The trick with ratatouille is to have fresh ingredients (yay CSA and Farmer’s Market) and to add such ingredients in the right order. And to have lots and lots of oil in your pan.

LOTS OF oil.
In a hot pan (for size convenience I used my wok) you put a lo of olive oil, but be careful it does not start smoking. First the onions, fried for a couple minutes. Then the eggplant, well cooked (like three or four minutes). Tomatoes, which should have had a pinch of sugar or stevia in order to remove some of their acidity, cooked through. Last but not least, zucchini, peppers and garlic.

You cook it on a large fire for a couple minutes, until everything is just starting to get mushy, then you lower the fire and let it cook for an hour. Salt and pepper and thyme for taste. Make sure to taste it, otherwise you’ll have a bunch of vegetables and no flavor.

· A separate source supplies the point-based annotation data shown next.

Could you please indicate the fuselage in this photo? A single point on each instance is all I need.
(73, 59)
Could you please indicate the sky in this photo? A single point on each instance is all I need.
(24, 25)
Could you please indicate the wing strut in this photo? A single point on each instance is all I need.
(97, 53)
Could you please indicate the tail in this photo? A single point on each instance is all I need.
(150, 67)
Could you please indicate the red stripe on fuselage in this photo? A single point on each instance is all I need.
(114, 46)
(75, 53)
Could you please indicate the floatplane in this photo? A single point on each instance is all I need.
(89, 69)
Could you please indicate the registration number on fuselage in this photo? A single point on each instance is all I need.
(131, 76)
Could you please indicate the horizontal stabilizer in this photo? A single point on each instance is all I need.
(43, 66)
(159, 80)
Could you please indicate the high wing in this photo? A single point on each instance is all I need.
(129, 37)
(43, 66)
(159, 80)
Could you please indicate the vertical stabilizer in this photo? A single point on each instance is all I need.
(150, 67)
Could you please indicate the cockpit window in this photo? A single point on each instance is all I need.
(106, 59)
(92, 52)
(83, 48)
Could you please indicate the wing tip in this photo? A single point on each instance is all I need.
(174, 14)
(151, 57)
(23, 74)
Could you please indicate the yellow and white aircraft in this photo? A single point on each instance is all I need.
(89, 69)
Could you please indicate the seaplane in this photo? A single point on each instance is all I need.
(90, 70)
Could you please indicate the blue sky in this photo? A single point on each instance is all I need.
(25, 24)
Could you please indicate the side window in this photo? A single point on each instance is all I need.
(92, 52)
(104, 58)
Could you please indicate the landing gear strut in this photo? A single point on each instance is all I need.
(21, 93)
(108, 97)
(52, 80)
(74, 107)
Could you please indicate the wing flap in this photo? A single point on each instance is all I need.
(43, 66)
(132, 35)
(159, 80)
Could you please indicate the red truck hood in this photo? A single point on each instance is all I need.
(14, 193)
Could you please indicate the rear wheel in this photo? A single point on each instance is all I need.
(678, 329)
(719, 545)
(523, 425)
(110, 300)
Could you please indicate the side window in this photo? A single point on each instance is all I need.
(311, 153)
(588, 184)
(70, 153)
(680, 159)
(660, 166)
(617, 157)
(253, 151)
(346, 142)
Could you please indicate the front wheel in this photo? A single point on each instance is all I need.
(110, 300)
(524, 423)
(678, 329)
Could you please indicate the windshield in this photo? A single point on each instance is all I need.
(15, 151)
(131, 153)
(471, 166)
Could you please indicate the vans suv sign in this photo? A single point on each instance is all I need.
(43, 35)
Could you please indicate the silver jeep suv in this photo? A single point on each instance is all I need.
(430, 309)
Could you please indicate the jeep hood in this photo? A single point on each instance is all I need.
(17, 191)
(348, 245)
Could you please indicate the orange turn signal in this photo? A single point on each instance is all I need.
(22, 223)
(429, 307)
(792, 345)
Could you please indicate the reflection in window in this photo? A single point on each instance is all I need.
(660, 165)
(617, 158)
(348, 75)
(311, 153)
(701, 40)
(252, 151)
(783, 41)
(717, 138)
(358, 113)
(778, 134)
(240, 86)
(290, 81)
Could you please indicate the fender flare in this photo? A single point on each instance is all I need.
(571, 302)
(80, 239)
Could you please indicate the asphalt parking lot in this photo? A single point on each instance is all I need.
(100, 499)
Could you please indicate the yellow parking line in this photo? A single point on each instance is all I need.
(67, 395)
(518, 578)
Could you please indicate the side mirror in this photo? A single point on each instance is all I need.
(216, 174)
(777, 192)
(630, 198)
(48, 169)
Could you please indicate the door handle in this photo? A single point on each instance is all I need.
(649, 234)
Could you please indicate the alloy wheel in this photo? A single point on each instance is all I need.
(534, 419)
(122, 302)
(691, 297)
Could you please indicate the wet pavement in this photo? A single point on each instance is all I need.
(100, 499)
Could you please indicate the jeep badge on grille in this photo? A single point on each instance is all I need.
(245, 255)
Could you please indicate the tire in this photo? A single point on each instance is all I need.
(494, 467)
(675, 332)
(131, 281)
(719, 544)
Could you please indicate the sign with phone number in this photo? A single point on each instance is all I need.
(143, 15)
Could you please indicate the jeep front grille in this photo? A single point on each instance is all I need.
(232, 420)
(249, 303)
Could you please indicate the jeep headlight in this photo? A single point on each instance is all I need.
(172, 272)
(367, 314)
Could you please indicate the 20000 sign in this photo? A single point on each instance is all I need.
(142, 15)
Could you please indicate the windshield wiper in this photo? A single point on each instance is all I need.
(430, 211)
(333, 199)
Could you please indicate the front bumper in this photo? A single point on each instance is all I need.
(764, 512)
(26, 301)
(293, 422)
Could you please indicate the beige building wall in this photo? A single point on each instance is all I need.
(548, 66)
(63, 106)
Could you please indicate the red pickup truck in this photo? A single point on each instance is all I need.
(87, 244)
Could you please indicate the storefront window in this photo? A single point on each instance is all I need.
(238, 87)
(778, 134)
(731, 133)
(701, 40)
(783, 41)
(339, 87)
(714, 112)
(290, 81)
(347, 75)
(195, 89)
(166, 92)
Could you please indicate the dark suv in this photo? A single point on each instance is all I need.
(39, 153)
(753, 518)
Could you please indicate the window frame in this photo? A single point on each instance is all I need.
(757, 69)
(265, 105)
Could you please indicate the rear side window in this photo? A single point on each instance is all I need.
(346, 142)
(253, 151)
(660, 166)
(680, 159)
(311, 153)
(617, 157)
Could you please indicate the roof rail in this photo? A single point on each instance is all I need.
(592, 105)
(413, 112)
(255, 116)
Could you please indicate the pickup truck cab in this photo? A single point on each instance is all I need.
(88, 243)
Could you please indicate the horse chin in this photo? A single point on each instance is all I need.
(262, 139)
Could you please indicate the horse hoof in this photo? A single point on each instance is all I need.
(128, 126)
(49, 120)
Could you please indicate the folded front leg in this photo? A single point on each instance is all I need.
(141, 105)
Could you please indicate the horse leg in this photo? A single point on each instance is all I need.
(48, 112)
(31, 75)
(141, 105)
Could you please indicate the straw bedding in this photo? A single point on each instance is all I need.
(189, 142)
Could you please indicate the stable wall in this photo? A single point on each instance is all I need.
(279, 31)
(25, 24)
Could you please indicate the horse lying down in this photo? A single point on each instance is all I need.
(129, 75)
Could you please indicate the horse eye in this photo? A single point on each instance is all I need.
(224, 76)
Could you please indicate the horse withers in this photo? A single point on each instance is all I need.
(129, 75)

Apparently my tomatoes were not red enough.


3 thoughts on “Ratatouille

    • By CO you mean coconut oil? I’d also reccomend avocado oil, although you don’t reach that much high temperature when cooking it. But you do need a lot, both eggplant and zucchini are known for being massive absorbants so the oil diminishes quite quickly. French cooking is known more for its use of herbs rather than hot spices: sage, tarragon, oregano, etc, but I think the further south you go (closer to the Mediterranean Sea) the spicier the food gets.

  1. If you want to reduce the amount of oil try salting the eggplant and let it “sweat” for at least 30 min… you also get rid of the bitter taste.